Live album by Mario Lanza
- Released: 2000
- Recorded: 1947, 1951
- Genre: Opera, Neapolitan and Italian songs, traditional pop
- Length: 76:54
- Label: Gala

= Mario Lanza Live at Hollywood Bowl: Historical Recordings (1947 & 1951) =

Mario Lanza Live at the Hollywood Bowl: Historical Recordings (1947 & 1951) is a 2000 CD, released by the Gala label (GL 311), includes the six selections that tenor Mario Lanza sang at his first Hollywood Bowl concert on August 27, 1947. This is the performance that first brought Lanza to the attention of Hollywood, and shortly afterwards he was signed to a seven-year film contract with MGM. Included from the performance at the Bowl are six arias, three of them in duet with soprano Frances Yeend. Eugene Ormandy conducts the Hollywood Bowl Orchestra for these performances.
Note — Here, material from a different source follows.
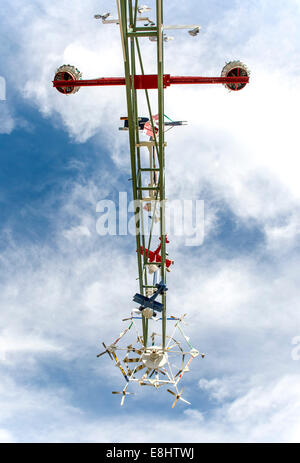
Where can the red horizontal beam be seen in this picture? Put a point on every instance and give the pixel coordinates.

Reviewing the concert in the Los Angeles Examiner, Ernest Lonsdale wrote that, "Mario Lanza could have taken the Bowl with him. [His] voice is rich, full, warm and ringing. He has expression, emotion and good pronunciation. His operatic potentialities, if he works hard for a few more years, are unmistakably great."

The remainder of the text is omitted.